Here at Sisense we support high-availability, multi-server deployments for scalability and flexibility. In fact, these deployments are ready to go, out of the box and are common at most of our customer’s sites.
While this type of deployment meets the performance demands of most customers, we recently had a large customer come to us wanting to get even more out of their system. We decided to customize a solution using out of the box Sisense capabilities to meet their specific requirements.
Here’s what we did.
Step 1: Investigate
If we take a look at a common architecture schema with a high availability environment, you may find, for example, a database layer, a build layer with one build node, a query and web layer with two query nodes and two web nodes, and a load balancer. Just like the image below:
In an environment like this, an end user sends a request through the load balancer to one of the two web nodes, with no discretion to which they are using. By default, the web nodes then run the query on one of the two query nodes and return the response to the request to the end user.
It’s important to keep in mind that each query node stores every query in the machine’s memory. So, let’s say that each of the query nodes has 500GB of RAM. Once the node gets to a predetermined threshold of RAM space left, the server automatically starts to clean up the queries to free up available RAM.
Which software stack is right for you? Find out with our ultimate comparison guide.
Step 2: Brainstorm
Therein lies our question: Why is there lag time in answering a query if the query nodes clear their cache once RAM reaches a maximum capacity? How can we reduce frequency without purchasing more RAM space?
started by mapping and roughly measuring the dashboards and how much RAM was utilized when queried. Because both of the query nodes have ~500GB of RAM in our example, I wanted to understand how much of it will be utilized and how often the cleaning process will occur. For example:
|1||Customer Churn||100 GB|
|4||Help Desk Tickets||100 GB|
|6||Leads Analysis||60 GB|
|7||Lead Generation||400 GB|
|8||Customer Satisfaction||200 GB|
|TOTAL CAPACITY||995 GB|
After listing out the dashboards and realizing that the total capacity is less than 1TB, I needed to look at the actual functionality of the different nodes. Each web node has the same metadata and each query node has the same ElastiCube (Sisense’s super-fast data stores). So, when one end user asks a question and it’s directed to query node A, the answer gets “stored” there. However, if another end user asks the same question and it gets directed to query node B, it will be “stored” there too.
Ah-ha! This is not efficient. We’re storing the same answers twice on two different query nodes. This means, for example, that 5GB RAM query can take up a total of 10GB when stored on both query nodes. Moreover, this expedites the time interval for when the RAM will have to be flushed. Let’s try and reconfigure the architecture to fix it and find out.
Step 3: Test and Expand
To eliminate having the same queries saved on both query nodes’ RAM, I needed to create a structure that told the web nodes which query node to use based on which dashboard was being used.

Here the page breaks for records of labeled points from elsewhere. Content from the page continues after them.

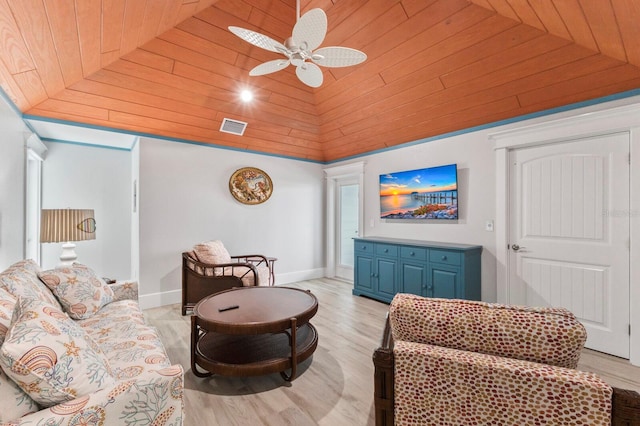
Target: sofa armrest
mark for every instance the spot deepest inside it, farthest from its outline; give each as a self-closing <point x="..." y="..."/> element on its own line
<point x="154" y="397"/>
<point x="450" y="386"/>
<point x="125" y="290"/>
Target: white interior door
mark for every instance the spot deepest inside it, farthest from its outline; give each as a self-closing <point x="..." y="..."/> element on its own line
<point x="33" y="205"/>
<point x="569" y="234"/>
<point x="347" y="211"/>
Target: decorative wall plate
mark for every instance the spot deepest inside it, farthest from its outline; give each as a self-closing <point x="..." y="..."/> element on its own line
<point x="250" y="185"/>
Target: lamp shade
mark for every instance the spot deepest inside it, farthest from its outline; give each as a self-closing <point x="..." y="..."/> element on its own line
<point x="64" y="225"/>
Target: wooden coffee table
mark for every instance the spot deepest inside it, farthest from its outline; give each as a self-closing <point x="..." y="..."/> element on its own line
<point x="249" y="331"/>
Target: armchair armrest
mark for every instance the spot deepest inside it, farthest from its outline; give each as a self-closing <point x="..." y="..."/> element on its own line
<point x="625" y="404"/>
<point x="125" y="290"/>
<point x="451" y="386"/>
<point x="154" y="397"/>
<point x="251" y="258"/>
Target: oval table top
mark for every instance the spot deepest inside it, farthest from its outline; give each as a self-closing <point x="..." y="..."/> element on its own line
<point x="255" y="310"/>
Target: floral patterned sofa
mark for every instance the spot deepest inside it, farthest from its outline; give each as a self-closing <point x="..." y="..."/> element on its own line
<point x="76" y="351"/>
<point x="458" y="362"/>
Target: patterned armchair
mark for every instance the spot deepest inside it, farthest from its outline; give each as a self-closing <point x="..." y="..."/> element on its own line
<point x="209" y="269"/>
<point x="454" y="362"/>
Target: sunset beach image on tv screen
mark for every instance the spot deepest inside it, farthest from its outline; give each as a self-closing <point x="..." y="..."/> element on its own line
<point x="430" y="193"/>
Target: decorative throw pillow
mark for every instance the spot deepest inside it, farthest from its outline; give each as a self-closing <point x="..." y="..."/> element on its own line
<point x="14" y="403"/>
<point x="212" y="252"/>
<point x="80" y="291"/>
<point x="50" y="357"/>
<point x="21" y="280"/>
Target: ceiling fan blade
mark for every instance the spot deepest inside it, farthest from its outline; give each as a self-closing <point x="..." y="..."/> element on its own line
<point x="310" y="28"/>
<point x="335" y="57"/>
<point x="269" y="67"/>
<point x="258" y="39"/>
<point x="310" y="74"/>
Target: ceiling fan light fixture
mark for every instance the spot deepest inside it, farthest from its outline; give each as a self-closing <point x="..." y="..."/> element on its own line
<point x="246" y="95"/>
<point x="308" y="33"/>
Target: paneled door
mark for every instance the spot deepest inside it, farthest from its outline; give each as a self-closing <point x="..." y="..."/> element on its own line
<point x="347" y="212"/>
<point x="569" y="234"/>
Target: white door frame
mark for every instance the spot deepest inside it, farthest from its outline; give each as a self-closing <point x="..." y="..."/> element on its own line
<point x="352" y="170"/>
<point x="613" y="120"/>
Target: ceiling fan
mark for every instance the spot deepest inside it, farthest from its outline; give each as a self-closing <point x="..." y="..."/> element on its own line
<point x="308" y="33"/>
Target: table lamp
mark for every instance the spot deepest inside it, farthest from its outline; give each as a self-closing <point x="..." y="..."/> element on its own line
<point x="65" y="226"/>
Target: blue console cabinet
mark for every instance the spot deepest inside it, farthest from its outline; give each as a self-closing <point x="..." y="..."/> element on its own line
<point x="386" y="266"/>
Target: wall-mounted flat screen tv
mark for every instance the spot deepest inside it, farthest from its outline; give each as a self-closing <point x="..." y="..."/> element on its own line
<point x="430" y="193"/>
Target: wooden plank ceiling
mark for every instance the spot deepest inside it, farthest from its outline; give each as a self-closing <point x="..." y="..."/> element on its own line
<point x="171" y="68"/>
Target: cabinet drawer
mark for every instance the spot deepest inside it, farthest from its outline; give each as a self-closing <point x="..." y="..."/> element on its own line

If we use the example list of dashboards from above, I made sure that if dashboard 1, 3, 4, 6, and 8 were being used, the queries should be sent to query node A. If dashboards 2, 5, or 7 were being used, then the question should be sent to query node B. This means breaking the ElastiCube set and directing each dashboard to a dedicated query node. Doing so would eliminate our redundancy on the query layer.
For reliability purposes, if one of the query nodes is down, we want to have a fallback option that ensures all queries will succeed, even at the expense of performance. The solution was creating new ElastiCube sets like this:
Set 1: The cube on query node A is default, the cube on query node B is the fallback.
Set 2: The cube on query node B is default, the cube on query node A is the fallback.
The fallback cube does not participate in the ElastiCube Set round-robin routing and is not typically used. The fallback cube is only used when none of the other cubes in the set are available.
Now, specific queries are always routed to the same caches. Because the queries are not duplicated in both caches the available RAM across both caches is better utilized to store a larger amount of queries.
After testing this architecture and ensuring it works for all scenarios with two query nodes we expanded the capabilities to allow more than two query nodes if needed. Success!
So, What’s The Big Deal?
To put it simply: the ability to boost performance without having to add additional hardware reduces total cost of ownership. Most people can meet their performance demands with a standard high-availability set up. But for those who can’t, and who have the abilities to manage this new solution, this is an exciting discovery.